Knowledge for Interaction

In the early 1960s, at a time where computers were scarce, expensive, bulky and formal-scheduled machines used for automatic computations, Engelbart saw their potential as personal interactive resources. He saw them as tools we would purposefully use to carry out particular tasks and that would empower people by supporting intelligent use  [35]. Others at the same time were seeing computers differently, as partners, intelligent entities to whom we would delegate tasks. These two visions still constitute the roots of today's predominant HCI paradigms, use and delegation. In the delegation approach, a lot of effort has been made to support oral, written and non-verbal forms of human-computer communication, and to analyze and predict human behavior. But the inconsistency and ambiguity of human beings, and the variety and complexity of contexts, make these tasks very difficult  [46] and the machine is thus the center of interest.

Computers as tools

Our focus is not in what machines can understand or do by themselves, but in what people can do with them. We do not reject the delegation paradigm but clearly favor the one of tool use, aiming for systems that support intelligent use rather than intelligent systems. And as the frontier between the two is getting thinner, one of our goals is to better understand what it takes for an interactive system to be perceived as a tool or a partner, and how the two paradigms can be combined for the best benefit of the user.

Empowering tools

The ability provided by interactive tools to create and control complex transformations in real-time can support intellectual and creative processes in unusual but powerful ways.

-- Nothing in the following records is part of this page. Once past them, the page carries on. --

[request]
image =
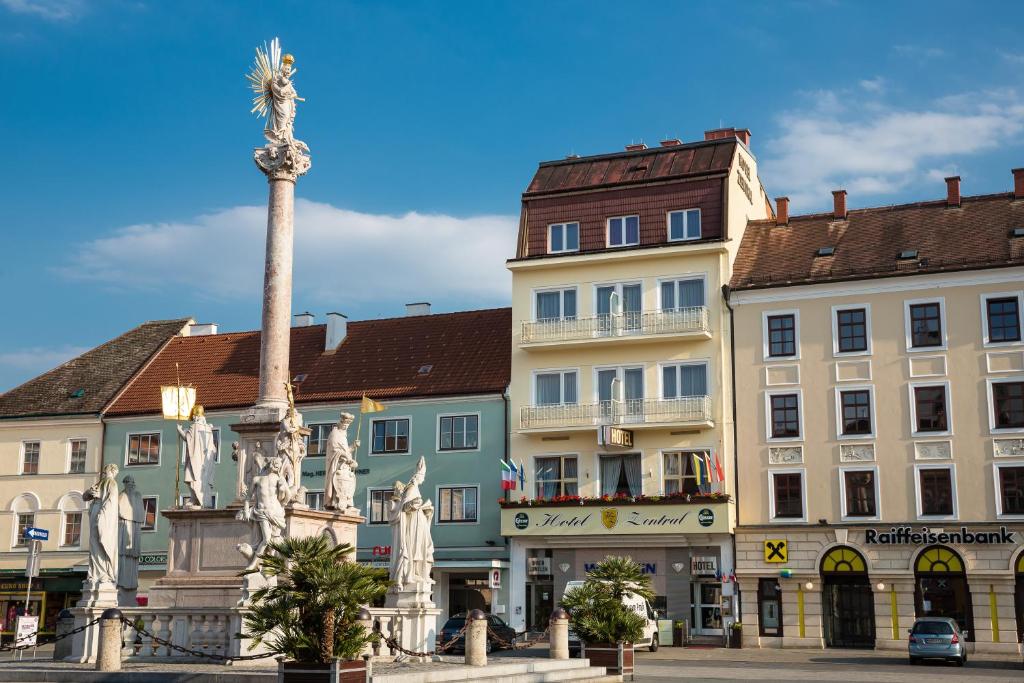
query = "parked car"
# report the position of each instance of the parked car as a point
(500, 634)
(937, 638)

But mastering powerful tools is not simple and immediate, it requires learning and practice. Our research in HCI should not just focus on novice or highly proficient users but should also care about intermediate ones willing to devote time and effort to develop new skills, whether for work or leisure.

Transparent tools

Technology is most empowering when it is transparent: invisible in effect, it does not get into your way but lets you focus on the task. Heidegger characterized this unobtruded relation to things with the term zuhanden (ready-to-hand). Transparency of interaction is not best achieved with tools mimicking human capabilities, but with those taking full advantage of them given the context and task. For instance, the transparency of driving a car “is not achieved by having a car communicate like a person, but by providing the right coupling between the driver and action in the relevant domain (motion down the road)”  [49]. Our actions towards the digital world need to be digitized and we must receive proper feedback in return. But input and output technologies pose somewhat inevitable constraints while the number, diversity, and dynamicity of digital objects call for more and more sophisticated perception-action couplings for increasingly complex tasks. We want to study the means currently available for perception and action in the digital world: Do they leverage our perceptual and control skills? Do they support the right level of coupling for transparent use? Can we improve them or design more suitable ones?